Online = Both nodes should be online. For us they are node1 & node2


We can also use crm_mon as an alternative of crm status. crm_mon shows the output in a continuous manner.


We are still not getting any response at 192.168.1.190

One last task to do.

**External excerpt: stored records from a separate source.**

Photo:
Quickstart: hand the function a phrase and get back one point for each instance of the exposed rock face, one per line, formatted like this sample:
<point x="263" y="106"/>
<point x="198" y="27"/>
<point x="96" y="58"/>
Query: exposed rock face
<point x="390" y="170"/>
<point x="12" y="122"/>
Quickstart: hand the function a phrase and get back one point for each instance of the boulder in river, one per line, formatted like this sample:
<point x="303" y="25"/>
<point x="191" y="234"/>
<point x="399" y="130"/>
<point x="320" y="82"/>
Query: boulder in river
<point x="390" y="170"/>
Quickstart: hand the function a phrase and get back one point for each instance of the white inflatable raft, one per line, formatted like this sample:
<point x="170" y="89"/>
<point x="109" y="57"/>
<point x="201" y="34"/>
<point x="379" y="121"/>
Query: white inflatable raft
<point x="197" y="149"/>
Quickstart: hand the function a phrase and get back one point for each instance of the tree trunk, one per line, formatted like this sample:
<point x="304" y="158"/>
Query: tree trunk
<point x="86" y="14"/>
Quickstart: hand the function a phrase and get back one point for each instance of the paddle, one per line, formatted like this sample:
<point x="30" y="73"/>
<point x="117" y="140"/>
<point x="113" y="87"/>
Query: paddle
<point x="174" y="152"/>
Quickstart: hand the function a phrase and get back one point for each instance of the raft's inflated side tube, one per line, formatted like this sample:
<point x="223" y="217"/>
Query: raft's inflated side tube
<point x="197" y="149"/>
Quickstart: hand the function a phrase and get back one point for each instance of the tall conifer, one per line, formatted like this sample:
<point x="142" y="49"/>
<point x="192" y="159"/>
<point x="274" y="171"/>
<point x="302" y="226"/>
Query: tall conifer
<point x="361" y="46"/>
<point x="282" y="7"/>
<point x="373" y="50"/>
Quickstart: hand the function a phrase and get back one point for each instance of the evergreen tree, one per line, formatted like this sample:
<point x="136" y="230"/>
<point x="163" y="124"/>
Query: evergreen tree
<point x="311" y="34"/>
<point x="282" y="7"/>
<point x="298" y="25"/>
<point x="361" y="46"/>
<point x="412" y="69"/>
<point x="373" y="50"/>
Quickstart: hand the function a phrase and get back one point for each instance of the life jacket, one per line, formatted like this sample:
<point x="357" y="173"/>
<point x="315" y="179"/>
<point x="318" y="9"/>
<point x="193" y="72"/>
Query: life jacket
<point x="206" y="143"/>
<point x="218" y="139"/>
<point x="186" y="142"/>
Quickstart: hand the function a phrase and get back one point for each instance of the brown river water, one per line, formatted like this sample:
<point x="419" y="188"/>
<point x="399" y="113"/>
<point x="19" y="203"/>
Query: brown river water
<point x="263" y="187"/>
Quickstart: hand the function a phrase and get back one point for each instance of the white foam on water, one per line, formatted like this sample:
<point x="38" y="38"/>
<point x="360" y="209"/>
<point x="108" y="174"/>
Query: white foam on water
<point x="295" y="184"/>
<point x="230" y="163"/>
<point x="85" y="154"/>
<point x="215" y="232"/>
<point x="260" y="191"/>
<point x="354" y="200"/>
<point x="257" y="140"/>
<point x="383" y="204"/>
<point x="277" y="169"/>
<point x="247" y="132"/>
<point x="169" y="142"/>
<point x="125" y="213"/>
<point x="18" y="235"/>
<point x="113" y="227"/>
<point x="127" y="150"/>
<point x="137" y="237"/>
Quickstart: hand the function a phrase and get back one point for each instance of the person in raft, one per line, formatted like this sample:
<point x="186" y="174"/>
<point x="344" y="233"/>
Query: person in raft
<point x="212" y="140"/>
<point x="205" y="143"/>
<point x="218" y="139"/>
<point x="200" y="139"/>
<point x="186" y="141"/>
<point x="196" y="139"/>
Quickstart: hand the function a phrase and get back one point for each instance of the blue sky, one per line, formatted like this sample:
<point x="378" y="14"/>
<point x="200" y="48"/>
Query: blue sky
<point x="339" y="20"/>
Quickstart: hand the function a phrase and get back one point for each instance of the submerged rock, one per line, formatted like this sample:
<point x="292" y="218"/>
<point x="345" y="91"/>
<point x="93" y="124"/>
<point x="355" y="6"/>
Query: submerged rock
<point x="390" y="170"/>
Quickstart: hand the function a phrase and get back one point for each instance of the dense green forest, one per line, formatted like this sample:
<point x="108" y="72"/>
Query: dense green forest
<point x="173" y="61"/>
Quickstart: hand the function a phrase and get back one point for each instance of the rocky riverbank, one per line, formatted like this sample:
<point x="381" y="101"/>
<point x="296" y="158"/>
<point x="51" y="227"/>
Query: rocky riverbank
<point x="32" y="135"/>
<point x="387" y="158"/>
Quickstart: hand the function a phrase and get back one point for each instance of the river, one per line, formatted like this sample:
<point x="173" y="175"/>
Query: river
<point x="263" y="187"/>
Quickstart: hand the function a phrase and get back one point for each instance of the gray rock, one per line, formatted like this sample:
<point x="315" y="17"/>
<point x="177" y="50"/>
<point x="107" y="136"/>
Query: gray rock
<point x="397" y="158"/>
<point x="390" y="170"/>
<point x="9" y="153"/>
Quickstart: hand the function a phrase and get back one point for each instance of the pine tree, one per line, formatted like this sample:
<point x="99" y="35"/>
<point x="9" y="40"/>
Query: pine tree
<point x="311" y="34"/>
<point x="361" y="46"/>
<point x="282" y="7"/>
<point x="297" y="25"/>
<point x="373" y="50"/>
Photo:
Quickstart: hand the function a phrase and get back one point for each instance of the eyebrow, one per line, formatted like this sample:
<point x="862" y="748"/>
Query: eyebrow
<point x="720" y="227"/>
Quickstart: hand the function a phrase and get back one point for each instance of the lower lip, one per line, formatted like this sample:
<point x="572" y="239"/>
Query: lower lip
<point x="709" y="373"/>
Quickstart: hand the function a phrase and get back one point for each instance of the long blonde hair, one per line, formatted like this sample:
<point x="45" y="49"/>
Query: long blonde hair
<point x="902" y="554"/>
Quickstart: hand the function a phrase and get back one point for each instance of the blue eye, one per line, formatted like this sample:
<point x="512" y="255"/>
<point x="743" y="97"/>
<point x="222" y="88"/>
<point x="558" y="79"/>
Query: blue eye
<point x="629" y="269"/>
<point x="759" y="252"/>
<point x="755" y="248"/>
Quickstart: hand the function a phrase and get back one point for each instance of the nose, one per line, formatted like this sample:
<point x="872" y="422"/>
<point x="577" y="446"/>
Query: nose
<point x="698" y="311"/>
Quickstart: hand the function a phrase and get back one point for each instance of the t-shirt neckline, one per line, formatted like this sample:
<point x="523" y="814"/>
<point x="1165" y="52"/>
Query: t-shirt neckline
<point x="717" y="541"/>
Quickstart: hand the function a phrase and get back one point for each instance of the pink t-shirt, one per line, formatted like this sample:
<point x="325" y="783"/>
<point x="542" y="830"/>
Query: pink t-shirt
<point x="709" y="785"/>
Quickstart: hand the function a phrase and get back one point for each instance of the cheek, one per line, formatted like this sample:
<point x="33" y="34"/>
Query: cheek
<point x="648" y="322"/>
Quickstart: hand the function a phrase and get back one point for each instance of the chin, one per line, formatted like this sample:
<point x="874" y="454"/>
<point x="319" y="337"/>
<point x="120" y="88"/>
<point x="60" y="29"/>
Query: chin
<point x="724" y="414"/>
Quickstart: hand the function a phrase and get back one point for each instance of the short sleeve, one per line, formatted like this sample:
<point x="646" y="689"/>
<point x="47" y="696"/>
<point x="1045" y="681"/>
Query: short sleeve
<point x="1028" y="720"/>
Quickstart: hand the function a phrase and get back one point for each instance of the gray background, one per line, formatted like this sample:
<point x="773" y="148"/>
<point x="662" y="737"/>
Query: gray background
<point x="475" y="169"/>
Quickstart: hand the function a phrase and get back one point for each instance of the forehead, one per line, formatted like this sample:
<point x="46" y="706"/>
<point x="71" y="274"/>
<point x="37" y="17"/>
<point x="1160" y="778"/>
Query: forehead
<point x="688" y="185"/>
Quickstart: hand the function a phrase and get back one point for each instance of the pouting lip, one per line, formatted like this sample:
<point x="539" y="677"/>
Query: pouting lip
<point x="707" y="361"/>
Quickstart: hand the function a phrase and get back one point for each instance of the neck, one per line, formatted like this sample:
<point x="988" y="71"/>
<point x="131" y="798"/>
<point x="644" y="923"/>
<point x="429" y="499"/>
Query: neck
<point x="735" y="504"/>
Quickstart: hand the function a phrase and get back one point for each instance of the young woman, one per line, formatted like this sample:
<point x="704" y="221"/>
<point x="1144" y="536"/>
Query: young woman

Follow below step on node1.


root@node1:/home/sharif# crm configure primitive virtual_public_ip \ocf:heartbeat:IPaddr2 params ip="192.168.1.190" \cidr_netmask="32" op monitor interval="10s" \meta migration-threshold="2" failure-timeout="60s" resource-stickiness="100"


Now check the ping status of 192.168.1.190


!!!!!!!!!!!!!!!!!!!!!!!!!!!!!!!!!!!!!!!!!!!!!!!!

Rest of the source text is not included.